During a recent knit-in outside the office of the State Member for Clarence, Chris Gulaptis, the Grafton Nannas delivered a letter to the MP about their concerns about the NSW Government's changes to the status of the Office of Environment and Heritage (OEH) following the recent state election.
The text of the letter is printed below:
Dissolving of Office of Environment and Heritage
The Grafton Nannas are very concerned about your
Government’s recently announced intention of doing away with the Office of
Environment and Heritage as an independent entity.
We have long been worried about the Government’s
lack of concern about protecting the natural environment for current and future
generations of humans as well as for other life forms.
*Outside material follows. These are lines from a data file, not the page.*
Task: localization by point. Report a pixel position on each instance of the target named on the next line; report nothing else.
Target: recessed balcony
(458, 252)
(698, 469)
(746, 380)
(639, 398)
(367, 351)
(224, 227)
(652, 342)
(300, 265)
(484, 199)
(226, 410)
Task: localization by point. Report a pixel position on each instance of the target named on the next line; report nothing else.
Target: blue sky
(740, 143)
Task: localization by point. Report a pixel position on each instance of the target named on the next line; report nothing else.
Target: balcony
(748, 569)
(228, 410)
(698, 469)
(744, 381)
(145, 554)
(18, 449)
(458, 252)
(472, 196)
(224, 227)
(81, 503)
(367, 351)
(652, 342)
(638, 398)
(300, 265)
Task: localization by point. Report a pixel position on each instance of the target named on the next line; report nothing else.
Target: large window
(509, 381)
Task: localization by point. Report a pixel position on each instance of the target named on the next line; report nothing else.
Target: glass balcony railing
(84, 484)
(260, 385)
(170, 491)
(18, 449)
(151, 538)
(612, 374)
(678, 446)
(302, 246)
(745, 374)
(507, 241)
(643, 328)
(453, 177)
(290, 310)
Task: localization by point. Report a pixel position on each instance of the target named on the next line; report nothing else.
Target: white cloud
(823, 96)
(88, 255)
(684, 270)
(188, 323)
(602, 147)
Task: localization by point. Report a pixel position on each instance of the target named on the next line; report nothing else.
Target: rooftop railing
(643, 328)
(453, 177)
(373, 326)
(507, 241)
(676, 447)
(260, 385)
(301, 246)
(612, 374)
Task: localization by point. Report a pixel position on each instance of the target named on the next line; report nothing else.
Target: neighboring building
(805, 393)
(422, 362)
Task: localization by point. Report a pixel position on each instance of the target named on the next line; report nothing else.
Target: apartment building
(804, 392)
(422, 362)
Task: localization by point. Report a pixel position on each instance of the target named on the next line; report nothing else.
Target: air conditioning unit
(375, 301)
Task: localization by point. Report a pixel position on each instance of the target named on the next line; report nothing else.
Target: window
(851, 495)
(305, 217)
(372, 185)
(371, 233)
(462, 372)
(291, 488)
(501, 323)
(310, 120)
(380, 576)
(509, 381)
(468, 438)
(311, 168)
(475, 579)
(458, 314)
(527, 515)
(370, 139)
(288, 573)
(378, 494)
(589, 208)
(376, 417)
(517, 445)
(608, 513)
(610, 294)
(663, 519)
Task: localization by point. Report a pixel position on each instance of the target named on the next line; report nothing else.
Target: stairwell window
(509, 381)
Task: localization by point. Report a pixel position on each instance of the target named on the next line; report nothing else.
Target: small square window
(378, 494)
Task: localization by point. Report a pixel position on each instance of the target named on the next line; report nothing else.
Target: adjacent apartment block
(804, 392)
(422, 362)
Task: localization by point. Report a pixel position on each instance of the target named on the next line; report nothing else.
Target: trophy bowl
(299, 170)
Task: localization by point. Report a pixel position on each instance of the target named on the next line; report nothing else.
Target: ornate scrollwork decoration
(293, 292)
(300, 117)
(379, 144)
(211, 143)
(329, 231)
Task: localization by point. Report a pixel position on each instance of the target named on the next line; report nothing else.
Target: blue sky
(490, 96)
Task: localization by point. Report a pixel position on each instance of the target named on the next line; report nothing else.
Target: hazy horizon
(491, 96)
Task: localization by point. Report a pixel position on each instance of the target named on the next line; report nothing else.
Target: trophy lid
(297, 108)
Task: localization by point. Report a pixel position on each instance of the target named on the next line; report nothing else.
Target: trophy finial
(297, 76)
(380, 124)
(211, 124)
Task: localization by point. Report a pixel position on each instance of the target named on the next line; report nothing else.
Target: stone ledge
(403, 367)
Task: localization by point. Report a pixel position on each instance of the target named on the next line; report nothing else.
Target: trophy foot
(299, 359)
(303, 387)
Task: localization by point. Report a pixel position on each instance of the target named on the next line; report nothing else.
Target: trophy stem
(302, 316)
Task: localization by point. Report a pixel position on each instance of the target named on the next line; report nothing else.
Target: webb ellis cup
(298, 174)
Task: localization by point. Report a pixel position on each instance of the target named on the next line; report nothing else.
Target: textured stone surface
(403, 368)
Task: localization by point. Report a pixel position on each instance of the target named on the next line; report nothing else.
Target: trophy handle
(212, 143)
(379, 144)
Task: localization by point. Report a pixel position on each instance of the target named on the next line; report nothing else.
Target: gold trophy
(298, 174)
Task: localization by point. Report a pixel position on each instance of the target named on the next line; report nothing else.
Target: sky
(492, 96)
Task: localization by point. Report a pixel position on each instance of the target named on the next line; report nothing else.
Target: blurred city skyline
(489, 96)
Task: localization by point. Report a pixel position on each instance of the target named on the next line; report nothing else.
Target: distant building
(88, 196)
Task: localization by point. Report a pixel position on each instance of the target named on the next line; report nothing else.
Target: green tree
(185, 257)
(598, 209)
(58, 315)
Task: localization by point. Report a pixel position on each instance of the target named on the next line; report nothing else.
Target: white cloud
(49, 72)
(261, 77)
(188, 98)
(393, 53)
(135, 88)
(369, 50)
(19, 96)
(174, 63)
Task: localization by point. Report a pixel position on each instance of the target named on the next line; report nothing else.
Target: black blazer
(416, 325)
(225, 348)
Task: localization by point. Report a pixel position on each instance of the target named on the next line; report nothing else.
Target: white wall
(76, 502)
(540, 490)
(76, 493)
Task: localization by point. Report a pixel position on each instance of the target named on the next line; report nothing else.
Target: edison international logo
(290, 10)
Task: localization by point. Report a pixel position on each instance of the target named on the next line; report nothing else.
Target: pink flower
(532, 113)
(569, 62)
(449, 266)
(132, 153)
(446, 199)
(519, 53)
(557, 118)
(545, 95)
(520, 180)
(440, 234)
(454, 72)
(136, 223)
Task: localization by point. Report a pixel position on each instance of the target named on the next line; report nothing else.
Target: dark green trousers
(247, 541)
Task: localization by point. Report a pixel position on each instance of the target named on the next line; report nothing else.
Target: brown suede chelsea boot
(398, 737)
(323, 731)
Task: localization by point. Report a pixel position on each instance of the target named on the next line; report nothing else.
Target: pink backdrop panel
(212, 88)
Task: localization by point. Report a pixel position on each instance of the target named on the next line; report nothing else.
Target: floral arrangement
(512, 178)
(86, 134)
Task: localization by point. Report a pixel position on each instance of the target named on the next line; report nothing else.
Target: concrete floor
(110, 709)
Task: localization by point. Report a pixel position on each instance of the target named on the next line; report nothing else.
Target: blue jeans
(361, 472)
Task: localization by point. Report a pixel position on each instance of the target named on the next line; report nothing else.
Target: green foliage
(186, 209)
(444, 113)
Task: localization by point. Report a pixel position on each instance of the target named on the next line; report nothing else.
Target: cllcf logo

Government policies over recent years have been
seen by many in our community and elsewhere as being a de facto war on the
natural environment.
For example:
·
Changes to vegetation laws which have led to a large increase in
clearing of habitat which is important to the survival of native flora and
fauna. This weakening of the former laws
is also likely to lead to increased topsoil loss and general land degradation.
·
Changes to logging regulations which threaten the sustainability of
native forests which belong to the people of NSW – and not to logging
interests. These changes include
limiting pre-logging fauna surveys, an inevitable increase in clear-felling,
and reduction in the width of buffer
zones along streams.
·
Failure to protect the health of rivers, particularly those in the
Murray-Darling Basin. For years the NSW
Government, as well as the Federal Government, has been pandering to the
irrigation industry while ignoring the need to protect river health by ensuring
that flows are adequate for river health.
The drought is not an excuse for this folly.
·
Other
examples include the cutting of funding to the National Parks & Wildlife
Service and penny-pinching changes to its structure as well as the failure to
ensure that the existing weak environment laws are enforced and appropriate
penalties imposed on those who breach them.
We are aware
that the Premier recently stated that her Government would make the environment
a priority.
Since hearing that OEH was to lose any of the limited independence it
currently has and is to be pushed into a mega-Planning Department, we are left
wondering about what the premier actually meant about “priority”. Did she mean that she intended to make it a
priority to finish off effective protection of the natural environment –
something started years ago under the Coalition State Government? It looks very much like that to the Nannas.